The author writes: “Sceptics – identified as such from prior personality profiling – have been found unconsciously to influence the results of psi experiments by consistently producing results lower than would be expected by chance.” Using that same standard, substitute “believers” for “sceptics,” and “higher” for “lower.” I believe this is properly described by an old saying involving interchangeable sauce for geese and ganders…?
The "It's the kind of thing I would not believe in even if it were true" statement is, to me, unforgiveable, and I cannot embrace that thought. I am a rationalist, and proper evidence will establish, for me, any claim. For the last decade, through the James Randi Educational Foundation, I have offered a one-million-dollar prize to any person who can establish that any paranormal, supernatural, or occult claim is true. The fact that no one has won this prize, nor even passed the preliminary stage of testing, either indicates that no one can do so, or that a suitable applicant has yet to apply. I prefer the latter possibility, though I admittedly have no belief in these wonders, because all that I’ve seen in my 80-plus years, have been the results of trickery or self-delusion.
The author also writes: “A great deal of what debunkers write in their books is not really researched at all closely, but simply lifted from earlier books.” In respect to this comment, I refer you to the geese-and-ganders sauce application mentioned above… I note, too, that the author quotes extensively from staunch believers, and expresses little – if any – doubt that they speak sooth.

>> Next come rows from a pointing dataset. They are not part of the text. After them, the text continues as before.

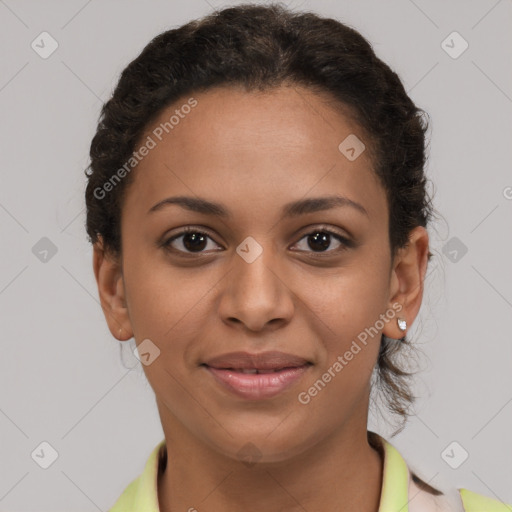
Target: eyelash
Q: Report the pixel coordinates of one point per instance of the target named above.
(345, 242)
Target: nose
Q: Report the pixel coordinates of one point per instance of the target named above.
(256, 294)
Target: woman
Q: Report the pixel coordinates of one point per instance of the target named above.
(257, 205)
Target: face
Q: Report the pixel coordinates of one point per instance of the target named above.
(276, 271)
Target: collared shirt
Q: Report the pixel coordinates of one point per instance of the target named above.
(400, 492)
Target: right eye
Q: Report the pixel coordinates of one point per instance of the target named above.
(189, 241)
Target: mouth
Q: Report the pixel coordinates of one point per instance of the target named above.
(257, 383)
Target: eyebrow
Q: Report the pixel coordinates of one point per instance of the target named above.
(295, 208)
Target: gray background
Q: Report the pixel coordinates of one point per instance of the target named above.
(61, 376)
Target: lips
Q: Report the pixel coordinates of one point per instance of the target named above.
(263, 362)
(257, 376)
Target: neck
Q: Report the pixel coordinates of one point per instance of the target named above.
(343, 473)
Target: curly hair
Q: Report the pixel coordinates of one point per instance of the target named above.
(260, 48)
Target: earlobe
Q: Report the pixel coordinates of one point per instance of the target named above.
(109, 279)
(407, 279)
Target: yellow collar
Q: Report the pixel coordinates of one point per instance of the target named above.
(399, 492)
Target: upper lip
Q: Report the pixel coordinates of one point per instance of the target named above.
(272, 360)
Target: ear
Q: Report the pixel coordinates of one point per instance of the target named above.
(109, 278)
(407, 280)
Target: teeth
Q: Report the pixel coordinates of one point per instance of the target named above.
(255, 371)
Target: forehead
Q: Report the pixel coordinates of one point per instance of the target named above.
(255, 147)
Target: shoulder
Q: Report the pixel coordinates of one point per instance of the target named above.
(474, 502)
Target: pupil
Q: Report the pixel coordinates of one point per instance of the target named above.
(193, 241)
(322, 241)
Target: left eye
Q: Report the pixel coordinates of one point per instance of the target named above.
(320, 240)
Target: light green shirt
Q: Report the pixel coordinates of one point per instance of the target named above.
(399, 493)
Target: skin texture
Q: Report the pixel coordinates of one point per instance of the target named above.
(255, 152)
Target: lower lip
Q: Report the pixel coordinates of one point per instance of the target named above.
(258, 386)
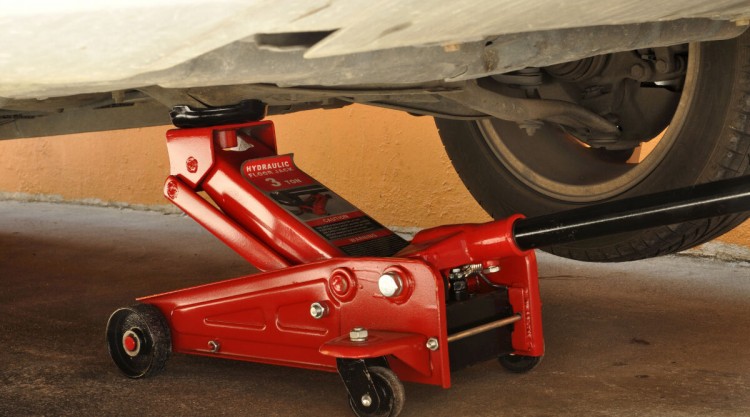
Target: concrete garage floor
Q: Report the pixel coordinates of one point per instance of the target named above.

True skeptics are always willing to be shown, as I am. And it may happen, though I note that none of the prominent figures of today such as Uri Geller have expressed any interest in accepting my challenge. That, in itself, speaks loudly to the skeptic. But then, Geller appears to be making a bid to tell all, since he now only accepts the designation “entertainer” or “showman,” not wanting to be described as “psychic.” What will the next phase of his newly-adopted stance involve, I wonder?